Players with appearance records: 26,489

99th percentile values (used for capping in next cell):
  total_goals           : 78
  total_assists         : 53
  total_minutes         : 28528
  total_appearances     : 376

Note — total_red: median=0,  max=7  (near-zero for most players)


In [12]:
# EDA outlier figure: extreme values confirmed (goals max ~480, assists ~250, minutes ~48,000)
# Cap at 99th percentile HERE so all downstream processed CSVs are already clean
print('Capping performance stats at 99th percentile:')
cap_cols = ['total_goals', 'total_assists', 'total_minutes', 'total_appearances', 'total_yellow']
for col in cap_cols:
    cap = agg[col].quantile(0.99)
    n_capped = (agg[col] > cap).sum()
    agg[col] = agg[col].clip(upper=cap)
    print(f'  {col:<22}: cap={cap:.0f}   ({n_capped} players affected)')

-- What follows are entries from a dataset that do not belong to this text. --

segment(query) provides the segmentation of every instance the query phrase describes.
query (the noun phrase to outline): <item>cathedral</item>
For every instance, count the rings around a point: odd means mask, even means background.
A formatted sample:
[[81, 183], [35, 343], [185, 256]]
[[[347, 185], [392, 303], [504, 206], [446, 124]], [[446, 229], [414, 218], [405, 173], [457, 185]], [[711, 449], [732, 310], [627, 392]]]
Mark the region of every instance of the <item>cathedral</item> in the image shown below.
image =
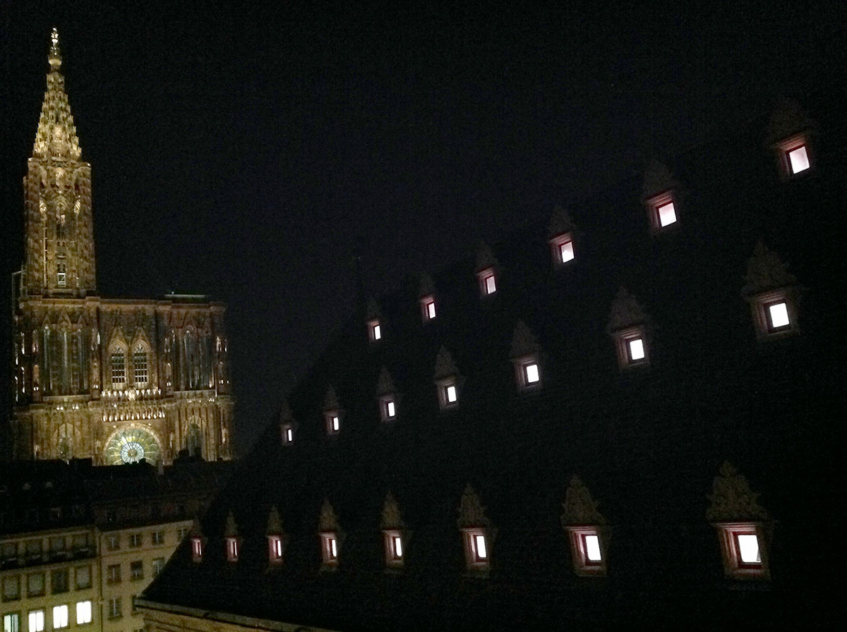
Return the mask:
[[202, 295], [97, 294], [91, 168], [55, 30], [48, 61], [24, 178], [24, 261], [13, 278], [12, 458], [231, 459], [225, 306]]

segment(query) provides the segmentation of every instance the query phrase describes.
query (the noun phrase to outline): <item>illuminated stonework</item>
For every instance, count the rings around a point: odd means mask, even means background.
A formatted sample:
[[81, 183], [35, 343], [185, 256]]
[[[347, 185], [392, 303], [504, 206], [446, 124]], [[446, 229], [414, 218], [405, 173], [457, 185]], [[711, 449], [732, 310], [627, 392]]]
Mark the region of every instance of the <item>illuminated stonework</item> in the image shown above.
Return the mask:
[[[91, 166], [55, 31], [48, 61], [24, 179], [24, 261], [13, 277], [13, 458], [167, 464], [187, 450], [230, 459], [225, 307], [194, 295], [97, 295]], [[117, 438], [142, 426], [158, 438]]]

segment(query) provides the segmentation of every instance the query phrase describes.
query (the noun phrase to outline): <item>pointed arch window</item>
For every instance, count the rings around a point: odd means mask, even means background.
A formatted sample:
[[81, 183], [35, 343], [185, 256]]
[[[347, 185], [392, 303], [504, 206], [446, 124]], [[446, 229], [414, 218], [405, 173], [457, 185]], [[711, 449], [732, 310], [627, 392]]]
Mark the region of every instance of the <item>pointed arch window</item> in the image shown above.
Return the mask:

Capping performance stats at 99th percentile:
  total_goals           : cap=78   (260 players affected)
  total_assists         : cap=53   (261 players affected)
  total_minutes         : cap=28528   (265 players affected)
  total_appearances     : cap=376   (265 players affected)
  total_yellow          : cap=68   (263 players affected)


## 4. Clean Valuations

In [13]:
# Use only the most recent valuation per player
# EDA showed the dataset spans 2010–2024; latest entry is most representative of current value
latest_vals = (
    valuations
    .dropna(subset=['date'])
    .sort_values('date')
    .groupby('player_id')
    .last()
    .reset_index()
)

print(f'Players with a valuation: {len(latest_vals):,}')
print(f'Date range: {latest_vals["date"].min().date()} → {latest_vals["date"].max().date()}')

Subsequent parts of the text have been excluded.